Social media marketing takes a lot of work. Make that a ton of work. You don’t want to invest all that effort to find out your ideal clients don’t even “swim” in the social media sites you chose.
So let’s take a look at the make up of some of the major social media sites and consider if those sites match your typical customer profile.
Facebook is the “big daddy” of all social networks. It’s just really big. It has about 1.2 billion users. That means the old (2 years ago) digital marketing comment about “if Facebook were a country it would be bigger than…” is starting to be irrelevant as Facebook is just about bigger than any country in the world.
Because Facebook is so large it’s becoming a lot like the “middle of the bell curve”. Its demographics are becoming much more like a broad cross section of the world—much more so than when it was young.
According to Pew Research, 71% of online adults use Facebook. According to Mashable and Online MBA, 57% of Facebook users are women and 43% are men.
What stands out more is that 46% of Facebook users are 45 years of age or older. So Facebook is definitely no longer a college hangout.
Summary: Facebook covers nearly everyone’s customers. It’s so big it’s hard to ignore but there could be other social networks that nail your ideal customer more exactly. When on Facebook make sure you target your message, or at least your ads, to your specific target audience.
Twitter has 240 million users with 18% of online adults using it so it’s definitely more niche than Facebook. 59% of Twitter users are female. Research from Pew shows Twitter tends to skew younger than Facebook with the most likely to use it being in the 18-29 range however most age ranges are well represented.
Summary: Twitter is hard to ignore but with its younger leaning it may not fit if you know your audience skews older.
Pinterest now boasts 70 million users. It’s been one of the fastest growing social networks for the last few years. Pinterest is demographically easy in that it skews heavily female, a whopping 80%. The majority of users fall within the 25 to 34-age bracket (27.4% of users), followed by the 35 to 44 demographic (22.1%) and the 18 to 24 demographic (17.3%).
Summary: if many of your ideal clients are women, you really need to take a serious look at Pinterest.
Linkedin is pretty large, 259 million users. It’s an easy one too as it’s pretty much the platform when it comes to business-to-business marketing and not in the game for business-to-consumer marketing. It’s particularly strong when it comes to marketing and selling to mid-size and large corporations.
Summary: if your targets are corporations, especially larger ones, Linkedin is a must.
Google+
Google+ is actually very large with 300 million active users. There’s a fair bit of discussion about how well engaged people really are with the social network though.

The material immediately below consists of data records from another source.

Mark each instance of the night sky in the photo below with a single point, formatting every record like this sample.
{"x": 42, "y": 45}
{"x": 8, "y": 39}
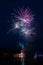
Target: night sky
{"x": 6, "y": 8}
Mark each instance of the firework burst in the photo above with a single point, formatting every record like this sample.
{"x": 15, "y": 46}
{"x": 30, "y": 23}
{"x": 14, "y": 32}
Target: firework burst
{"x": 22, "y": 22}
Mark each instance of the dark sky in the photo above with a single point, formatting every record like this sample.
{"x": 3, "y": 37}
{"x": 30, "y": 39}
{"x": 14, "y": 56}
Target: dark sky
{"x": 6, "y": 8}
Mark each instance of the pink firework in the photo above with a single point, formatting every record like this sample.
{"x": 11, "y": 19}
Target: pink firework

Google+ is becoming important for search. There’s evidence links from Google+ are being counted as full credit links from a search standpoint, which is different to the way links from Facebook and Twitter are counted. Given this, it makes sense to get on Google+ and post content for links back to your site…and maybe that’s a factor in why the number of Google+ users grew 58% between May and Oct 2013.
Summary: you should consider being active on Google+ even if it’s just for SEO reasons.